We are going to look at the work of hydraulic engineers who develop solutions adapted to the special features of the project in order to make it possible to build the maritime infrastructure. Their choices were made using calculations, digital simulations and tests on models in both 2D and 3D. The solutions chosen define the geometry, dimensions and positions of the backfill and the caissons. They also made it possible to meet the safety and durability requirements of the structures and to respect the functional and aesthetic design defined by the architects. In the end, these studies have paved an original and unprecedented path for the development of sustainable offshore urbanisation.
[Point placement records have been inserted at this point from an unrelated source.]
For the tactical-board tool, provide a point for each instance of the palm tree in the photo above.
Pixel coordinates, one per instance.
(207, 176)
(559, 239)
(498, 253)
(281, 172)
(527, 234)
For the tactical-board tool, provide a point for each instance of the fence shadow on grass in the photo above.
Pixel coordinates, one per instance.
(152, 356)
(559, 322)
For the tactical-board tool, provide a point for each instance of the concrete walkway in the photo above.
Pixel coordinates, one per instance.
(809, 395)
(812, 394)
The size of the maritime infrastructure is defined by the understanding of the environment
Innovative solutions had to be found to overcome this complex situation. Hydraulic engineers first assessed the average swells and extreme waves likely to reach Anse du Portier over a 100-year period. They also relied on the knowledge of marine weather specialists. The latter have acted as ‘sea historians’ to reconstruct the climate of the last 20 years. These reconstructions have been correlated with satellite data and contemporary data on swell behaviour.
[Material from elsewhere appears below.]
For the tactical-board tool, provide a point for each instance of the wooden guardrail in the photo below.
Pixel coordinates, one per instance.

From this body of knowledge emerged what can be called ‘100-year waves’, i.e. situations that occur only once a century. These ‘100-year waves’ are extreme phenomena that are characterised by wave height, wavelength and orientation of the expected bad weather.
To these results, hydraulic engineers added a value of 10% to reinforce the capacity of the structures to cope with meteorological events with which they could be confronted.
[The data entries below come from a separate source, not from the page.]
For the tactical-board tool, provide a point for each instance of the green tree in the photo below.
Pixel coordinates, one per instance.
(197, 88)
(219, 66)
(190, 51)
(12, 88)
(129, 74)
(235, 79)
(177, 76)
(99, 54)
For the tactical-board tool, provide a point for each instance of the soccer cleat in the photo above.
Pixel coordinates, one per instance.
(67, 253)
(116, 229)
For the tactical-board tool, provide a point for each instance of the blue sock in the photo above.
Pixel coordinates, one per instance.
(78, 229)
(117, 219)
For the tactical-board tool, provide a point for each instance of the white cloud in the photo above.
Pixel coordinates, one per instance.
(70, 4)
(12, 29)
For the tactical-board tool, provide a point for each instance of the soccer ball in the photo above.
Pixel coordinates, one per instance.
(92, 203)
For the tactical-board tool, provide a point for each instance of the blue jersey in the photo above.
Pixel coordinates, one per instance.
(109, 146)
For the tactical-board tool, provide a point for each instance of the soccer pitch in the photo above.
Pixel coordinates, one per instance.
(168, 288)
This covers, in the most extreme cases, waves that could reach up to 8 metres in height.
The marine infrastructure is mainly composed of the backfill and the belt of caissons. Image © Bouygues TP MC
It is based on the description of these possible extreme conditions that the structures comprising the maritime infrastructure have been designed. They meet three criteria.
Stability, because no variation in construction (backfill, caissons) is acceptable, nor slope, nor erosion, even under the effect of the worst storms.
Overtopping. When a wave hits a vertical wall, it tends to ascend. If the wall is not high enough, there is a real risk of the wave overtopping the wall. This can cause floods or even structural damage to buildings in the district and can be dangerous for pedestrians.
Reflection. If the force of the wave ‘bounces’ off the infrastructure, the wave spreads to neighbouring spaces. However, the new district is located between two marine reserves and near to Monaco’s Hercules Port to the south of the project, meaning that these reflections must be avoided.